Asked recently whether the Internal Revenue Service might be exonerated as the six running congressional investigations of potential political bias at the agency near an endpoint, Commissioner John Koskinen took a gentle jab at the level of energy lawmakers have devoted to the controversy over targeting of nonprofits.
In an Oct. 17 interview with the trade publisher Tax Analysts published Monday, Koskinen said, “it is important for the public to feel that… if there aren't indictments and the investigations are done, that actually it was not for naught, that the issue was an important one. We may have gotten a little carried away with all of the investigations around it, but it was important to highlight the issue and resolve it.”
The commissioner acknowledged management failures, such as delays in processing applications. “I have said all along that the use of improper criteria [for evaluating applications for tax exempt status from social welfare groups] was a mistake, and that we ought not to have it happen again,” he said.
But Koskinen also noted that the tax agency has implemented all nine recommendations made in the May 2013 Treasury Inspector General for Tax Administration audit that triggered the political furor. And while he wouldn’t comment on individual employees of the Exempt Organizations division in Cincinnati and Washington, he said, “the chain of command is all gone, the senior people down through the leadership of EO have all been replaced.”
Koskinen told reporter William Hoffman that that he enjoys good relations with Congress and was "comfortable" with House Budget Committee Chairman Paul Ryan, R-Wis., possibly the next leader of the Ways and Means Committee, even though Ryan announced at a June 20 hearing that he didn't believe Koskinen's explanation for the missing emails from former IRS official Lois Lerner. “The hearings have a certain set of purposes and focuses about them, but we're all going to work together going forward,” Koskinen said. “So that even when people are more personal in their attacks than might be normal, my sense is that . . . it comes with the territory."

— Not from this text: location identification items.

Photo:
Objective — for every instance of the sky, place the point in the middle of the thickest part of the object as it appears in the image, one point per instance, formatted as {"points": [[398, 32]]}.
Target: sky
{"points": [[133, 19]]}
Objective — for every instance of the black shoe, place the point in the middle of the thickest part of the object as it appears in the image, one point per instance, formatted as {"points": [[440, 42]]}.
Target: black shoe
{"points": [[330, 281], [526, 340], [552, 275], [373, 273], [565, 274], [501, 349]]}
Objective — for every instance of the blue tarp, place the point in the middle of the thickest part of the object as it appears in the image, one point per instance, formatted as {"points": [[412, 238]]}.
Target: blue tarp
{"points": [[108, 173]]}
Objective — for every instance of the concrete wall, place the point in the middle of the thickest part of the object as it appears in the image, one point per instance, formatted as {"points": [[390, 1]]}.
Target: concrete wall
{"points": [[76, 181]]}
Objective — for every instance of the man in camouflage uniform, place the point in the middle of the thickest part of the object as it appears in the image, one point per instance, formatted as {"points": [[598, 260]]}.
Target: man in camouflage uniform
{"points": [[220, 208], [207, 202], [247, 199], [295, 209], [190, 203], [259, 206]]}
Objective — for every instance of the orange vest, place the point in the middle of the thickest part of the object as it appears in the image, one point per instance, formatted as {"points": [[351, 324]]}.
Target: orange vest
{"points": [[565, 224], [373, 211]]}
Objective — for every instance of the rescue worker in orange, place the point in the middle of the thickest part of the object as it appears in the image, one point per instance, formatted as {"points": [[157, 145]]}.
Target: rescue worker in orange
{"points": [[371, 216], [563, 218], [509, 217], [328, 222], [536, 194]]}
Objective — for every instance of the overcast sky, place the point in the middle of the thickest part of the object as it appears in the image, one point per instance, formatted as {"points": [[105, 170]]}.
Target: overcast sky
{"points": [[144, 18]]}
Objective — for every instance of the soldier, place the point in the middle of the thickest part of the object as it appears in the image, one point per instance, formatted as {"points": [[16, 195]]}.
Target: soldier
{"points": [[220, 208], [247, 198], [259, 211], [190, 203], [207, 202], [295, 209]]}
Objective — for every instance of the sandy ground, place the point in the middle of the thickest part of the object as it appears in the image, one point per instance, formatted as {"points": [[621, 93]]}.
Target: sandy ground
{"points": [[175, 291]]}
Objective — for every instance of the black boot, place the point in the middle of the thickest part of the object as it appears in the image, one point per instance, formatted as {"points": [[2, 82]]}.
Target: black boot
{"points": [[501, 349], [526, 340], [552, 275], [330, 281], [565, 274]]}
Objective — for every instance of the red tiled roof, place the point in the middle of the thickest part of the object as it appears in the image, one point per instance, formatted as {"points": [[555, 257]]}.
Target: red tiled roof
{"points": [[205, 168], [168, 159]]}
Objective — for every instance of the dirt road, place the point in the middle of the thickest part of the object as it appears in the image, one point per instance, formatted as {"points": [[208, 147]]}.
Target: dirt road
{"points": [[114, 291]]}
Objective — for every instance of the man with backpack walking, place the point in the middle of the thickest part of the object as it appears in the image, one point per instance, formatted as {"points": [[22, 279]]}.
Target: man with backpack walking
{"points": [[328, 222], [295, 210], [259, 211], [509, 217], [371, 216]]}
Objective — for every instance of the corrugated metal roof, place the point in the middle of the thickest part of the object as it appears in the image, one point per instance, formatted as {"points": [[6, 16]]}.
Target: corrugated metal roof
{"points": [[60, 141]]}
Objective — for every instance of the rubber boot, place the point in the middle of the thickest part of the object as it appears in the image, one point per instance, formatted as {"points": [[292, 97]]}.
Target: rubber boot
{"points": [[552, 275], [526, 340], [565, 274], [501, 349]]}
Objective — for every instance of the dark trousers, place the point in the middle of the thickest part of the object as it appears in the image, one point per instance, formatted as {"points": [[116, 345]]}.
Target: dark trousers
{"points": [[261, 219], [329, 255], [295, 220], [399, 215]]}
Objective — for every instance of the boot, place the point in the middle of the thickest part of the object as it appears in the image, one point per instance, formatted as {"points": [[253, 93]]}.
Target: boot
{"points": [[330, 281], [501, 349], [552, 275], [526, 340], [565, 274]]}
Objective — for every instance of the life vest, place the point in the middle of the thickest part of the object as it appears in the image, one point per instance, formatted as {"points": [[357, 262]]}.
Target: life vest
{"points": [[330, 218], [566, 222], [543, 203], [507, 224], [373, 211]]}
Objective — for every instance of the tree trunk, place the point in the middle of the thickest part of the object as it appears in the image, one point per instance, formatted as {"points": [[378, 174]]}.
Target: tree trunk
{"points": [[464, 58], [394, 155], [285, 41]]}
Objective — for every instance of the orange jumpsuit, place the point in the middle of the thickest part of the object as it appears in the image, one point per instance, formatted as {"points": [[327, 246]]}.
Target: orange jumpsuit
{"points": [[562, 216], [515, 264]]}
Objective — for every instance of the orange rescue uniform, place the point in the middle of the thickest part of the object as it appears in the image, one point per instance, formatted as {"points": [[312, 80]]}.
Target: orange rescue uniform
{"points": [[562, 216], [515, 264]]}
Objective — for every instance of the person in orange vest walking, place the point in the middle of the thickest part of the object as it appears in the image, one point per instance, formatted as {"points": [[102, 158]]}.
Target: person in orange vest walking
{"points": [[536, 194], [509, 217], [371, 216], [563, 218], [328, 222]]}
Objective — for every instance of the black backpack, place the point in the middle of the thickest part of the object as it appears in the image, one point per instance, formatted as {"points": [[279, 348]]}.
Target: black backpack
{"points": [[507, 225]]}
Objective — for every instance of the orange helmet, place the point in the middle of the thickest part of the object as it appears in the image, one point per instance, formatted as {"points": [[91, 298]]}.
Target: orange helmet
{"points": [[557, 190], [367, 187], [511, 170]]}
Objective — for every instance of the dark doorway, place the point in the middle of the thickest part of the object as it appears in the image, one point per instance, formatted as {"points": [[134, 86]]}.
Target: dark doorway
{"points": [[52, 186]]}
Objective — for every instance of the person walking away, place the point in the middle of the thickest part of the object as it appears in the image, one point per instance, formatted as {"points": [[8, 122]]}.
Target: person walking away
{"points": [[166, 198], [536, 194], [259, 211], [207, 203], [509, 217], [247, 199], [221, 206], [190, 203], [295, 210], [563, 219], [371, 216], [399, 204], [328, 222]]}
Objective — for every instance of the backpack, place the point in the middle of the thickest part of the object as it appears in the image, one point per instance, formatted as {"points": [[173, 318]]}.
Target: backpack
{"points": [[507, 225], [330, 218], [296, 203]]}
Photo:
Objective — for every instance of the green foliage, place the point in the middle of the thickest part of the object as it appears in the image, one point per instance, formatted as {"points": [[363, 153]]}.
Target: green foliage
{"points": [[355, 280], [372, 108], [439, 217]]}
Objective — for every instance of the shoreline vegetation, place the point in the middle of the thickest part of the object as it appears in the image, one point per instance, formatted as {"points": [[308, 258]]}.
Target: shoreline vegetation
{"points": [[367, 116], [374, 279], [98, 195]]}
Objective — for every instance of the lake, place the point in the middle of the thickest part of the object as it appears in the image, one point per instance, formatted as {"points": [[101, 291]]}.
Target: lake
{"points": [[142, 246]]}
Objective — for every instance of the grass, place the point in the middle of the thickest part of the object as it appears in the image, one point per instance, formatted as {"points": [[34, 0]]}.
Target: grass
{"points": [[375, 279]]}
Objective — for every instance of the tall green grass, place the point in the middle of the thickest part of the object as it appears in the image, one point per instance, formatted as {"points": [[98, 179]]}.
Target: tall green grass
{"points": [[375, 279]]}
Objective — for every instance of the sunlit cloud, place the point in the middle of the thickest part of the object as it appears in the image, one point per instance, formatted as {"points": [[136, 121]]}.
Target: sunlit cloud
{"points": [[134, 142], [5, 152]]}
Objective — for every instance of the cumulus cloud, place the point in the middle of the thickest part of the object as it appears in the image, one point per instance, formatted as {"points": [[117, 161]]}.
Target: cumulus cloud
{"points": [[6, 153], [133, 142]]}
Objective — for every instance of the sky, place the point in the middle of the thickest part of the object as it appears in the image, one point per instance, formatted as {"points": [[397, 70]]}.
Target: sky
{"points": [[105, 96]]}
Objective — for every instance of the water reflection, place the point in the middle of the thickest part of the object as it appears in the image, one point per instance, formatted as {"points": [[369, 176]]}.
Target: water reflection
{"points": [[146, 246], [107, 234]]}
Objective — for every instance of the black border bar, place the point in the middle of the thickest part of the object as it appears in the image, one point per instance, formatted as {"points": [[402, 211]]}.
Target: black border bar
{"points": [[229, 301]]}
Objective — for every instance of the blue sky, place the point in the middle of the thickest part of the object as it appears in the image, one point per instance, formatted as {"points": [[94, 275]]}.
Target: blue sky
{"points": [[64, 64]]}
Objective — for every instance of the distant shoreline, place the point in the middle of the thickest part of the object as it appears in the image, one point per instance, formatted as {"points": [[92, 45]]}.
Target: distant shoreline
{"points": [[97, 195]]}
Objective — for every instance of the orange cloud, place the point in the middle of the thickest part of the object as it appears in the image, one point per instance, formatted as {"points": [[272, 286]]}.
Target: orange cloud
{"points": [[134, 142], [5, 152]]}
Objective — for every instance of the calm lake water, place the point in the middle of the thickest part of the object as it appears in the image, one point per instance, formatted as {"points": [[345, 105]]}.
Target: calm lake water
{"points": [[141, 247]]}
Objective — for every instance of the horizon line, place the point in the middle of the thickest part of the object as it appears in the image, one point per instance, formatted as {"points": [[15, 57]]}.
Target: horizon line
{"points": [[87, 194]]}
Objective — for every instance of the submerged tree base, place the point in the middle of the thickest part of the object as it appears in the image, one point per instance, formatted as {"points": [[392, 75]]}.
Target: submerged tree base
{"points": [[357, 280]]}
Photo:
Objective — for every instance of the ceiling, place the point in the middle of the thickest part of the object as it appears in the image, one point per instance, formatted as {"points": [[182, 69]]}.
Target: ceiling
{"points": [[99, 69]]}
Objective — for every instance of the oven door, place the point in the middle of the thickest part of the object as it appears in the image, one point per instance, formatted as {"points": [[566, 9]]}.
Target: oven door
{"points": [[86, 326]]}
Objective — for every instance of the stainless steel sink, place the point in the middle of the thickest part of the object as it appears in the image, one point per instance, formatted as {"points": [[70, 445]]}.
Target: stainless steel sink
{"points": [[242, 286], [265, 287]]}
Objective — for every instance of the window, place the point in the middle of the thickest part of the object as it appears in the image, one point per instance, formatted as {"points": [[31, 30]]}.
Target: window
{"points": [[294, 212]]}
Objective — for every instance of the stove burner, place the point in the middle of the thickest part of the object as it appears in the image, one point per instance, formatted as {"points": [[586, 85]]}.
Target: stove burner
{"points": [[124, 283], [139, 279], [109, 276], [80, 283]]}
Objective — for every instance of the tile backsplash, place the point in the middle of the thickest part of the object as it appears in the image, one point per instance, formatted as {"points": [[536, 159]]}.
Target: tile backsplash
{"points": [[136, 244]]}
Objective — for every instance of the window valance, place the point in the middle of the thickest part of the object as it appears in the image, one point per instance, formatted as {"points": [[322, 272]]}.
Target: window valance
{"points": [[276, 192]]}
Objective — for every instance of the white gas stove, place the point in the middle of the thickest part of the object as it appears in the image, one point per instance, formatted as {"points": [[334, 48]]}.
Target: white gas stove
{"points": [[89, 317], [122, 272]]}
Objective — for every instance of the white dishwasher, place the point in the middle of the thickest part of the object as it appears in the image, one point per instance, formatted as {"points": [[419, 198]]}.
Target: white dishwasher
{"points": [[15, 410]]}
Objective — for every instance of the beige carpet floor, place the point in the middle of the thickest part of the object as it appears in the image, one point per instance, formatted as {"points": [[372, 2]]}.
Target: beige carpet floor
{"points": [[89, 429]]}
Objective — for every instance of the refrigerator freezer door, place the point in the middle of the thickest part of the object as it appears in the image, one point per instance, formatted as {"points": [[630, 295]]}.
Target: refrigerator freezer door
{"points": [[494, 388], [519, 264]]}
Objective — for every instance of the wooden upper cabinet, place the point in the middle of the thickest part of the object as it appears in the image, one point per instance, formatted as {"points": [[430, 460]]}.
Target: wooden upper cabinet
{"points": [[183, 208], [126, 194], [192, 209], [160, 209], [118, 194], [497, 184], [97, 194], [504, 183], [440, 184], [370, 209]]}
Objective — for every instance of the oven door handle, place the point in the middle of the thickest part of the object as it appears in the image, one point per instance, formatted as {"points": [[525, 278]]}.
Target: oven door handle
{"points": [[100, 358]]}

The IRS chief promised that new proposed regulations on determining which groups qualify as social welfare groups and not primarily political ones—a draft released last November stirred resistance from the left and the right—should be ready early next year. “I hope out of this will come a sense on the part of the public,” he said, “that we really are committed, that you should feel, no matter who you are, that you're going to get treated fairly by the IRS, and you're going to get treated the same way everybody else is.”